Wie funktioniert die Linsen-Implantation?

Wenn man unter sehr starker Kurz-, Weit- oder Stabsichtigkeit (Oberbegriff Ametropie) leidet, die durch Augenlaser nicht vollständig korrigiert werden kann (Kurzsichtigkeit über -10 Dioptrien und Weitsichtigkeit über +4 Dioptrien), so ist eine Linsen-Implantation oft eine sinnvolle Überlegung um die Ametropie für immer loszuwerden. Durch die Linsen-Implantation kann die Kurzsichtigkeit sogar bis zu -25 Dioptrien und die Weitsichtigkeit sogar bis zu +10 Dioptrien korrigiert werden. Der größte Vorteil der Linsen-Implantation ist aber, dass sie bei Fehlkorrektur oder nachträglicher Veränderung der Brechkraft des Auges rückgängig gemacht werden kann.

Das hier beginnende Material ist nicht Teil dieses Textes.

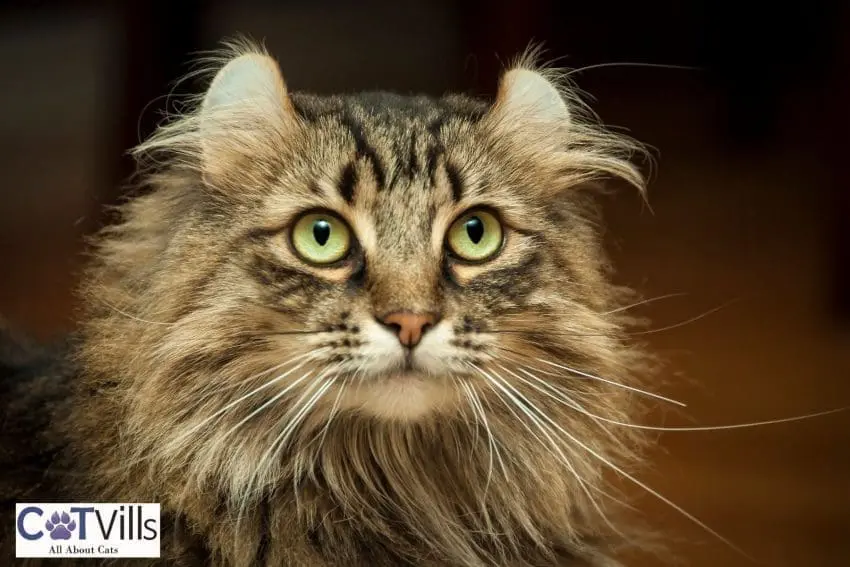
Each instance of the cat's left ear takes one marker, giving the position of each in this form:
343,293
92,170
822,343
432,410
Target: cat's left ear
245,111
528,100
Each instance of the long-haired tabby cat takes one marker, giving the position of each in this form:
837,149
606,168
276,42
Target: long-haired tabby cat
356,331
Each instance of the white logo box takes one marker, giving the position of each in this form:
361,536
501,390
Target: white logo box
68,530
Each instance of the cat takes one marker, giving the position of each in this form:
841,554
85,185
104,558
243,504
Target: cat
362,330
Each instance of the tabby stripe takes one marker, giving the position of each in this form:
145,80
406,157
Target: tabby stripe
365,150
455,181
348,182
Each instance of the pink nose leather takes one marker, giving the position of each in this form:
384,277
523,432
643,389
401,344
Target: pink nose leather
409,326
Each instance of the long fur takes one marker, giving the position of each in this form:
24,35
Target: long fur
188,391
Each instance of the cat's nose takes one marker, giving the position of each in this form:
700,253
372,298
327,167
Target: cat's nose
409,326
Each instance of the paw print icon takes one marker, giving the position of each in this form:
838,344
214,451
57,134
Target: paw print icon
60,526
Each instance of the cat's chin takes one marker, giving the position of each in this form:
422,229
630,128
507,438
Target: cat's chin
401,396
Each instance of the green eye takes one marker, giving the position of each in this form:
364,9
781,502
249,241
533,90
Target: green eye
475,236
321,238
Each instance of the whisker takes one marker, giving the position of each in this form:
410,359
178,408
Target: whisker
271,401
631,64
612,382
494,451
631,333
131,316
644,302
644,486
687,321
530,410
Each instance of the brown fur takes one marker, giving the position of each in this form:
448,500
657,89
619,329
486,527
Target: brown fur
195,298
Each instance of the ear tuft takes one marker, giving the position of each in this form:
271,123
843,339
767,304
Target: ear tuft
248,79
527,95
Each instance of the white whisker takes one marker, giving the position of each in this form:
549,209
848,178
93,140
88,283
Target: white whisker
612,382
529,409
643,302
644,486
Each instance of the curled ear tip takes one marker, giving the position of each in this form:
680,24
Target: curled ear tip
245,76
532,92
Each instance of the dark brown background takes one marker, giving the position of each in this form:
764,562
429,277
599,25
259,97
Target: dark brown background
750,197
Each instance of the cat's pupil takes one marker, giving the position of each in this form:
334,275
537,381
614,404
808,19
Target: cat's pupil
321,231
475,229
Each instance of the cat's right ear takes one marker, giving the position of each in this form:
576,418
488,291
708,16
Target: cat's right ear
246,111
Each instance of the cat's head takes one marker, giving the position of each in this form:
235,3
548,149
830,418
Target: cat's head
396,260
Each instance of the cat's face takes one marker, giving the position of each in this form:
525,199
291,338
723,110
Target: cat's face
408,251
399,259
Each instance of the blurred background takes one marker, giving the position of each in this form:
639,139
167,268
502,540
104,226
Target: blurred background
750,200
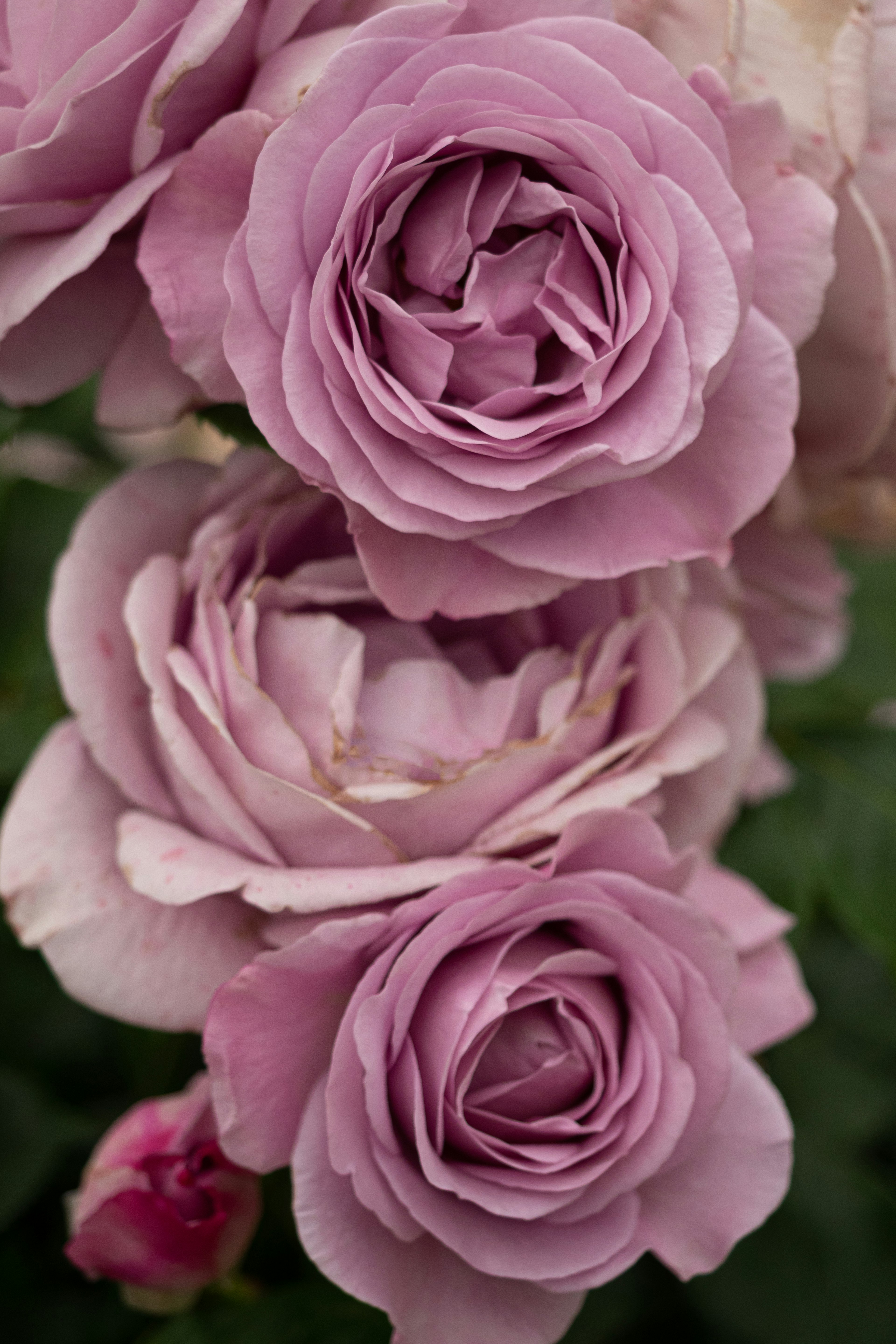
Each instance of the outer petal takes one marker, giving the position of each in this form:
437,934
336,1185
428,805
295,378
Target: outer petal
142,386
140,515
772,1002
695,1213
848,369
692,504
74,331
430,1295
190,228
205,74
271,1033
111,948
794,600
33,268
418,576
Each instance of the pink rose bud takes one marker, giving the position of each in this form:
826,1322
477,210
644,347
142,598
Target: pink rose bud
160,1208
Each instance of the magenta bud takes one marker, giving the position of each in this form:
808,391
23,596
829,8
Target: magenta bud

Es gibt verschiedene Methoden der Linsen-Implantation: Die Implantation der „Artisan-Iris-Claw-Lens“ erfolgt in der Vorderkammer des Auges. Der operierende Augenchirurg hängt die Linse dabei vor der Pupille in die Iris ein. Dies ist normalerweise für den Patienten mit keinen bis wenigen Schmerzen verbunden und kann beste Ergebnisse bei der Korrektur von Weitsichtigkeit, Kurzsichtigkeit und Astigmatismus hervorbringen.
Eine weitere Form der Linsen-Implantation ist die Einsetzung der PRK (Phakic Refraktive Lens) oder der ICL (Intraocular Contact Lens) hinter der Pupille. Diese implantierbare Kontaktlinse schwimmt quasi zwischen Irisrückseite und der Linse des Auges.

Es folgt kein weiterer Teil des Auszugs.